Belakangan setelah Benua Tunu dikuasai Raja Tan Kuala sekitar
tahun 1669 datang-lah Raja Po Nita bersama rombongan yang menggugat
tentang silsilah bahwa beliau adalah keturunan Raja Muda Sedia (Raja
Islam Tamiang yang pertama) dengan bukti menunjukkan surat dan sislsilah
yang lengkap.Akibatnya terjadi perang saudara antara rakyat Tanjong
Karang dengan yang mengakui Raja Tan Kuala sebagai Raja Tamiang dan
rakyat di Benua Tunu mendukung Raja Penita ( Po Nita) sebagai Raja
Tamiang, sehingga perang saudara pecah dan banyak memakan korban jiwa.
Kelanjutan dari kekuasaan antara Raja Tan Kuala dengan Raja
Penita berakhir dengan campur tangannya Sultan Aceh yang pada saat itu
dipimpin seorang ratu yang bernama Ratu Kemalat Syah.Hasil dari
intervensi ratu tersebut diputuskan negeri Tamiang dipecah menjadi dua
daerah lagi. Raja Tan Kuala sebagai raja yang berkuasa di daerah Sungai
Simpang Kanan dan Raja Penita berkuasa di wilayah Sungai Simpang Kiri.
Banyak peristiwa lanjutan dari kedua kerajaan tersebut hingga masa penjajahan Belanda sampai merdeka. Belakangan Negeri Tamiang
menjadi bagian dari Wilayah Aceh Timur yang berstatus Pembantu Bupati
Wilayah III yang pusat pemerintahannya Kota Kuala Simpang.Selanjutnya 11
Maret 2002 Wilayah Tamiang disyahkan DPR-RI menjadi Kabupaten Aceh
Tamiang melalui UU NO 4 Tahun 2002 tentang pemekaran Kabupaten Aceh
Tamiang.
Masa Awal Pembentukan Tamiang
Bukti adanya Negeri Tamiang adalah bersumber dari data-data sejarah,
seperti dalam Prasasti Sriwijaya, buku Wee Pei Shih yang mencatat Negeri
Kan Pei Chiang (Tamiang), dan buku Nagarakretagama yang menyebut
"Tumihang", serta benda-benda peninggalan budaya yang terdapat pada
situs Tamiang.
Pada tahun 960, di wilayah Aceh Timur telah berkuasa seorang raja
di Negeri Tamiang bernama Tan Ganda.
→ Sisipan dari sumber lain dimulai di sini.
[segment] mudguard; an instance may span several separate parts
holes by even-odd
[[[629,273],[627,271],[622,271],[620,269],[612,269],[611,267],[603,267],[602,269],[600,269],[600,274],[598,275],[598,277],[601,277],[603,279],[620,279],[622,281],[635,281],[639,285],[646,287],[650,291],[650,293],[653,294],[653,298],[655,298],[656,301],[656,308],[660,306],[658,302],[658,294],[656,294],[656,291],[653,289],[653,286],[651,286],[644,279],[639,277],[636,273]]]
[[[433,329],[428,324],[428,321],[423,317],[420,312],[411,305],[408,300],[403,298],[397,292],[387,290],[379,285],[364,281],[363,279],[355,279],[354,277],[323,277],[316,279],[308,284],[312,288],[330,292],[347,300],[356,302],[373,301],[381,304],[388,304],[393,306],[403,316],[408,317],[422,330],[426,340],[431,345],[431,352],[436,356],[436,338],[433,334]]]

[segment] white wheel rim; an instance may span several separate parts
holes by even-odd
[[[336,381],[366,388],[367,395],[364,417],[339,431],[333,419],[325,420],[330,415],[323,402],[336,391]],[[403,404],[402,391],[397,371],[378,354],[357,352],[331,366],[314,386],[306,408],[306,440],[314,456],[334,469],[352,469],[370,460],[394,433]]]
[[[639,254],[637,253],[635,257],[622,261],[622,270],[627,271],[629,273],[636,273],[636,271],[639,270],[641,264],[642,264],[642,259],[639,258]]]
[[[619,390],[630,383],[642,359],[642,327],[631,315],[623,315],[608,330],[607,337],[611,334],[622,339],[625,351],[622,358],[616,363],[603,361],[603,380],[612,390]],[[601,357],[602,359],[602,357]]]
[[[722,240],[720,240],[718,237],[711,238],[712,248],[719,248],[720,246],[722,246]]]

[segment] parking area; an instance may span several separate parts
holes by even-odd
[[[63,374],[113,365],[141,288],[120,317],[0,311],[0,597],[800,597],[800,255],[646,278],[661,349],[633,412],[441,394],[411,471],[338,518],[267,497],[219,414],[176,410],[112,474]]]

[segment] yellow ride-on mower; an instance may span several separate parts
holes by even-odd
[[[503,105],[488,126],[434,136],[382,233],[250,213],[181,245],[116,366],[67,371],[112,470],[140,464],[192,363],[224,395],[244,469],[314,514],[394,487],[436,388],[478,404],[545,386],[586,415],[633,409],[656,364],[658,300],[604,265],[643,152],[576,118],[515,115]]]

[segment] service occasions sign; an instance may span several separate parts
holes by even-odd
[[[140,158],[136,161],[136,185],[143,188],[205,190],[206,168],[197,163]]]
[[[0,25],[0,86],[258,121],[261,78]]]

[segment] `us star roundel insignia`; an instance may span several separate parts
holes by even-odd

Negeri ini berpusat di Bandar
Serangjaya. Bandar ini pernah diserang oleh Raja Indra Cola I yang
menyebabkan Raja Tan Ganda meninggal. Anak Raja Tan Ganda, Tan Penuh
berhasil melarikan diri dari serangan itu. Ketika kondisi Negeri Tamiang
telah aman, ia memindahkan pusat pemerintahan ke daerah pedalaman,
yaitu Bandar Bukit Karang, di dekat Sungai Simpang Kanan. Sejak saat
pemindahan itu, maka mulai berdirilah Kerajaan Bukit Karang dengan
raja-rajanya sebagai berikut: Tan Penuh (1023-1044); Tan Kelat
(1044-1088); Tan Indah (1088-1122); Tan Banda (1122-1150); dan Tan Penok
(1150-1190).
Sepeninggalan Tan Penok, karena tidak mempunyai anak kandung,
maka anak angkatnya bernama Pucook Sulooh diangkat sebagai raja yang
menggantikan dirinya. Sejak saat itu, Kerajaan Bukit Karang dikuasai
oleh Dinasti Sulooh, dengan rara-rajanya sebagai berikut: Raja Pucook
Sulooh (1190-1256); Raja Po Pala (1256-1278); Raja Po Dewangsa
(1278-1300); dan Raja Po Dinok (1300-1330).
Pada akhir pemerintahan Raja Po Dinok (1330), sebuah rombongan para da‘i
yang dikirim oleh Sultan Ahmad Bahian Syah bin Muhammad Malikul Thahir
(1326-1349) dari Samudera Pasai tiba di Tamiang. Kedatangan para da‘i
itu tidak mendapat respon positif oleh Raja Po Dinok. Ia menyerang
rombongan tersebut yang menyebabkan dirinya tewas di medan perang. Sejak
saat itulah, Islam mulai berkembang di Tamiang.
Masa Kesultanan Benua Tamiang
Proses islamisasi di Tamiang berlangsung relatif singkat. Setelah
masuknya rombongan da‘i ke Tamiang dan melakukan dakwah keagamaan,
banyak rakyat Tamiang yang kemudian memeluk Islam. Berdasarkan
kesepakatan antara Sultan Ahmad Bahian Syah dengan para bangsawan dan
rakyat Tamiang yang telah memeluk Islam, maka ditunjuklah Sultan Muda
Setia sebagai Sultan I di Kesultanan Benua Tamiang (1330-1352). Dengan
demikian, kesultanan ini mulai berdiri pada tahun 1330. Pusat
pemerintahan kesultanan ini letaknya kini di Kota Kualasimpang.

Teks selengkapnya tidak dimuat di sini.